Diet constitutes one of the major sources of plasma MUFA content, and differences in MUFA intake might impact endogenous MUFA levels.6 However, in the present evaluation, the intake of foods rich in MUFA did not differ between the groups, as assessed by the FFQ6 diet questionnaire. In contrast, the activity of SCD1, the rate-limiting enzyme in MUFA synthesis that was evaluated based on the 18:1/18:0 DI, was increased in adipose tissue of patients with CKD as compared with controls. The idea that increased MUFA synthesis is a major cause for elevated MUFA content was supported by a considerable increase in the gene expression of SCD1. Furthermore, gene expression of SREBP-1c in adipose tissue was also increased in patients with CKD. This transcription factor determines the expression and activity of SCD1. Mice expressing SREBP-1c have increased expression of SCD1 and increased synthesis of MUFAs, while knockout of SREBP-1c decreases SCD1 expression.7,8 Increased SREBP-1c expression in adipose tissue of patients with CKD was consistent with previous studies from our center, in which a marked increase in both precursor and mature form of SREBP-1 has been found in white adipose tissue of rats with experimentally induced CKD.9
The exact mechanism through which endogenously increased MUFA levels impact the cardiovascular risk remains unclear. Taking into account that MUFAs are, most probably, the main substrates for the synthesis of hepatic triglycerides, it is plausible that the observed increase in their synthesis contributes to hypertriglyceridemia, a constant complication of advanced CKD. Hypertriglyceridemia increases the risk of CVD in the general population.10 It is also acknowledged by some authors as a risk factor for CVD in patients with CKD.11
There are also reports linking increased SCD1, endogenous MUFA, and chronic inflammatory state, which predisposes both patients with CKD and the general population to cardiovascular risk.12
The limitation of the study that needs to be addressed is that the highest activity of SCD1 is observed in liver and in visceral adipose tissue. Therefore, these tissues would have been optimal for evaluating the contribution of SCD1 activity to elevated MUFA content. This is probably the reason for the observed lack of correlation of 18:1/18:0 DI between the adipose tissue and serum samples.
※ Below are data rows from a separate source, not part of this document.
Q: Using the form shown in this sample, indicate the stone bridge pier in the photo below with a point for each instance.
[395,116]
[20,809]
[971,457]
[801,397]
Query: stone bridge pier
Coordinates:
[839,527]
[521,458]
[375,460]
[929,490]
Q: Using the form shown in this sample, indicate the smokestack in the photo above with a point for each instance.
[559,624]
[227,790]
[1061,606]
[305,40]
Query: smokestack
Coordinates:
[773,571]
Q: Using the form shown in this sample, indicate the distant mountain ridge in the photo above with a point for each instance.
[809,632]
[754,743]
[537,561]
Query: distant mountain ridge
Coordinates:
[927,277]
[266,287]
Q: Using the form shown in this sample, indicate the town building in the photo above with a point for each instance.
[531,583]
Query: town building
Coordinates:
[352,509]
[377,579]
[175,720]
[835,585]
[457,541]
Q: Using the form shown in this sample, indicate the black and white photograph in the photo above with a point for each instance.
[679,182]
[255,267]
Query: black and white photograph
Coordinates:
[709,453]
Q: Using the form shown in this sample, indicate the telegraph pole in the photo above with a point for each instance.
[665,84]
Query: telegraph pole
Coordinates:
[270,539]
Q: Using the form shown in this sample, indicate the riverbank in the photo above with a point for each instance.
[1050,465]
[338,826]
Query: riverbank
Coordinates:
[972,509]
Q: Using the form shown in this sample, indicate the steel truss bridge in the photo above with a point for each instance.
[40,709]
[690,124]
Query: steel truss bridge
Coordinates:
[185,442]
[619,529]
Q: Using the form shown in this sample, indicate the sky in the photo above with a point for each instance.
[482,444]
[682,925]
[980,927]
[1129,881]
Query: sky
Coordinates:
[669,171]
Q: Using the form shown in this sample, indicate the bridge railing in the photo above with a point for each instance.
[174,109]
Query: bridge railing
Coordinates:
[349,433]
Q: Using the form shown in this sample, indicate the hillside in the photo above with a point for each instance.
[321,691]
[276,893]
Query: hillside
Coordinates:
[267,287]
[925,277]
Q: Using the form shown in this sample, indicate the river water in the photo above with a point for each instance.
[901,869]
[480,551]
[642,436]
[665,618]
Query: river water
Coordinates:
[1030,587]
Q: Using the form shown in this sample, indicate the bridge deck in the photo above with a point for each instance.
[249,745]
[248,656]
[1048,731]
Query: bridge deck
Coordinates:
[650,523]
However, liver and visceral adipose tissue were inaccessible for obvious ethical reasons.
To conclude, our results suggest that increased serum MUFA in patients with CKD, a potential contributor to increased cardiovascular risk, results mainly from increased endogenous synthesis by SCD1, driven by SCD1 transcription factor, SREBP-1c. Although liver as well as visceral adipose tissue depots are probably the main sites of increased endogenous MUFA synthesis, subcutaneous adipose tissue might also significantly contribute to this process.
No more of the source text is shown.